Learning Circle Reflections - April 2017


The April 'Learning Circle Reflections' come from Donna Gaywood. 

This month's session on 26th April focused Children's Rights and was led by Alison Moore and Aline Cole-Albäck.
During this session, we were able to look at a summary of the UN Convention on the Rights of the Child. Alison and Aline outlined some of the underpinning theory held about children’s rights for example:
- Will theory: because children don’t have the capacity to claim their rights, adults should act on behalf of children
  • - Interests theory: it is the adults’ responsibility to protect children’s interests 

Both Alison and Aline outlined their research and explained how children’s rights are woven into their designs. Alison was particularly interested in ensuring the understanding of children’s rights was accessible to all the research participants. She found that Lundy’s model was the most accessible model, see for instance:

- Department of Children and Youth Affaires (2015) National Strategy on Children and Young People’s Participation in Decision-making, 2015–2020. Dublin: Government Publications.
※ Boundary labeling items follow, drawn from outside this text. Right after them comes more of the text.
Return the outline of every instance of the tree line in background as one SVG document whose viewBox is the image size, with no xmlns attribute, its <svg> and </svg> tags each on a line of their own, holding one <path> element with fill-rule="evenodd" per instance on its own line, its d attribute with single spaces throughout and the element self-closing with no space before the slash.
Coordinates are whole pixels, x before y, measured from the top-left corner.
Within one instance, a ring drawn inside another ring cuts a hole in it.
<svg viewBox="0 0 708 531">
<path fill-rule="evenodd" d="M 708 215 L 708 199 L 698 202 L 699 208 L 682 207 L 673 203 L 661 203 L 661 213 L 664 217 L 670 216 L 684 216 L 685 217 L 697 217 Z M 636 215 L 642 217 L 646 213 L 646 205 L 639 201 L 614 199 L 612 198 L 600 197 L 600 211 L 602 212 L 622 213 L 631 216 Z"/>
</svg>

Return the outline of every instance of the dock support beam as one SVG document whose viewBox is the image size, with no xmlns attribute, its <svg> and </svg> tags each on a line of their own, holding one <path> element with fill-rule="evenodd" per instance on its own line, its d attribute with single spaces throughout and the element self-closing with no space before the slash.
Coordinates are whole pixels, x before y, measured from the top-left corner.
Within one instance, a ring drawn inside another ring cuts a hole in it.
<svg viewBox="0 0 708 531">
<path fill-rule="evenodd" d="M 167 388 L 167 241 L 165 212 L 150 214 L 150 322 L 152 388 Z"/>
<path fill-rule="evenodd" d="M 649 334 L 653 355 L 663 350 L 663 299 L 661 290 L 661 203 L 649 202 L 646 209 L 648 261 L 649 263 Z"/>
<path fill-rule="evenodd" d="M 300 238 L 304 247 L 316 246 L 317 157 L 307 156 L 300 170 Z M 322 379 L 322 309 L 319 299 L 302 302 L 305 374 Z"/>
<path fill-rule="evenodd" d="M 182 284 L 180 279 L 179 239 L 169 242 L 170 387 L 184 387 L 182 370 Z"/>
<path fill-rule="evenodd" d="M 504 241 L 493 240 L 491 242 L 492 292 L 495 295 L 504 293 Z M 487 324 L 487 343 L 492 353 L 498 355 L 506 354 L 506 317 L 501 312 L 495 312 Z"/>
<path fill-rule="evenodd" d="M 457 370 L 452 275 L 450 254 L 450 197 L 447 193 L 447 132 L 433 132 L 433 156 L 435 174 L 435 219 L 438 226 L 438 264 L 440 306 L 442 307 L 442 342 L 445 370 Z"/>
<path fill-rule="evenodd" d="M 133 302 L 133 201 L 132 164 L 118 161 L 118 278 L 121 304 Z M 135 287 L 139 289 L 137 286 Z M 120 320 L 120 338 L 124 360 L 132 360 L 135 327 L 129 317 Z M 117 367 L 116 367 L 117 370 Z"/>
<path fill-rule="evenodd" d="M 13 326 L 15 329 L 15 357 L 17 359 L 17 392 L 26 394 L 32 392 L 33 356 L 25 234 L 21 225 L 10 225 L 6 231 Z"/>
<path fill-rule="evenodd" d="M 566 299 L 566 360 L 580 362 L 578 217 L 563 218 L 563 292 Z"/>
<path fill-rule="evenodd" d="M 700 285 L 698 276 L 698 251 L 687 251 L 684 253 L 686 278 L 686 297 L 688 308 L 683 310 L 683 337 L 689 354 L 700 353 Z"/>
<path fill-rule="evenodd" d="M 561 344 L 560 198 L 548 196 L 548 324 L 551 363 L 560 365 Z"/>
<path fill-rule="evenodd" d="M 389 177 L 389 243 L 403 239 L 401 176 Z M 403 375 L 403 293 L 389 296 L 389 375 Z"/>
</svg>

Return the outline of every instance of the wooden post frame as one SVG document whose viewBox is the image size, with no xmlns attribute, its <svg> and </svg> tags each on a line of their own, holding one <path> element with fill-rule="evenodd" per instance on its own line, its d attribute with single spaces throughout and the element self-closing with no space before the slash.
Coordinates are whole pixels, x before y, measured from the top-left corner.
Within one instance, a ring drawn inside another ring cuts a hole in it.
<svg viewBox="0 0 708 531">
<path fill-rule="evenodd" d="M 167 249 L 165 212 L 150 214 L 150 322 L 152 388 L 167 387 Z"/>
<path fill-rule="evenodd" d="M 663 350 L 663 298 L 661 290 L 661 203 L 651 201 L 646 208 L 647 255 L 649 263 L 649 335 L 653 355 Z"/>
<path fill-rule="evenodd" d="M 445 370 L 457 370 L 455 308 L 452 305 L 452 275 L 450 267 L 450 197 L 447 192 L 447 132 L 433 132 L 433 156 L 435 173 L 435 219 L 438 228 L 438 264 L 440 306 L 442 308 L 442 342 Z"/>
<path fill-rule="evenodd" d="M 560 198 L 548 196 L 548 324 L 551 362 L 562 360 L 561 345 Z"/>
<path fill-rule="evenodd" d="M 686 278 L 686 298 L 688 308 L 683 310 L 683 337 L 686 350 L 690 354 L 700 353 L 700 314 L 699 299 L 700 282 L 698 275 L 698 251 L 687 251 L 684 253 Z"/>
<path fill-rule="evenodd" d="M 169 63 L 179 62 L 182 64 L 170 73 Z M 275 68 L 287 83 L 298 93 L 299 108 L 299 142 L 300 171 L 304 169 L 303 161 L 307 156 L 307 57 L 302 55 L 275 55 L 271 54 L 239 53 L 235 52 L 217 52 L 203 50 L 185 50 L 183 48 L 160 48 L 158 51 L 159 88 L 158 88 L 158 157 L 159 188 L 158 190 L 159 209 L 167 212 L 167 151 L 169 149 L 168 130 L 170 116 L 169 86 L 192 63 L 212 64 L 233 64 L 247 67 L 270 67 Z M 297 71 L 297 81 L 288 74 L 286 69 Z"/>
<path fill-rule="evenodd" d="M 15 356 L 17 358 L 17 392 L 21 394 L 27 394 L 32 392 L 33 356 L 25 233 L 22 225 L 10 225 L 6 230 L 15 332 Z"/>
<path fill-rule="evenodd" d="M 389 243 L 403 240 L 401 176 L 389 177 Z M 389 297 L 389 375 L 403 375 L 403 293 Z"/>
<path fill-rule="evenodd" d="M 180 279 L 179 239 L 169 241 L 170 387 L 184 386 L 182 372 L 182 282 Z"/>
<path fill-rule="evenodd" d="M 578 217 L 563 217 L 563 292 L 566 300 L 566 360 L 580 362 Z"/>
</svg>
- Lundy, L. (2007) Voice is not enough: conceptualising Article 12 of the United Nations Convention on the Rights of the child. British Educational Research Journal, 33(6), pp.927-942.

Aline made the point that how you view the child and the world impacts the interpretation of children’s rights. For example whether you see children’s rights as a human right or from a duty of care perspective. She explained:

- Virtue ethics depends on compassionate feelings towards the child, and the child is given support because adults feel children deserve it

- Deontological ethics see children as legally entitled to support and suggest that these rights should be embedded in law

Aline suggested that the first perspective could be subjective, and based on cultural understandings risk being relativistic, and therefore could endorse cultural practices which breached children’s rights e.g. FGM, honour killings and child marriage.

Rights, Wants and Needs

A clear distinction was drawn between rights, wants and needs. We played a game produced by UNICEF where we had picture cards and in pairs, we had to decide what we believed was a right, a want and a need. There was a healthy discussion throughout. The game is available online.

Aline then mentioned how in Finland, rights-based policy rhetoric has been adopted into the new Early Years Framework (2016), bringing children’s rights into the mainstream.

A copy of the presentation from this session can be found here.



The next Learning Circle meeting is scheduled for Wednesday 12th May and will be lead by Elisabetta Biffi (ERASMUS visiting student from University of Milan). It will focus on Pedagogical Documentation.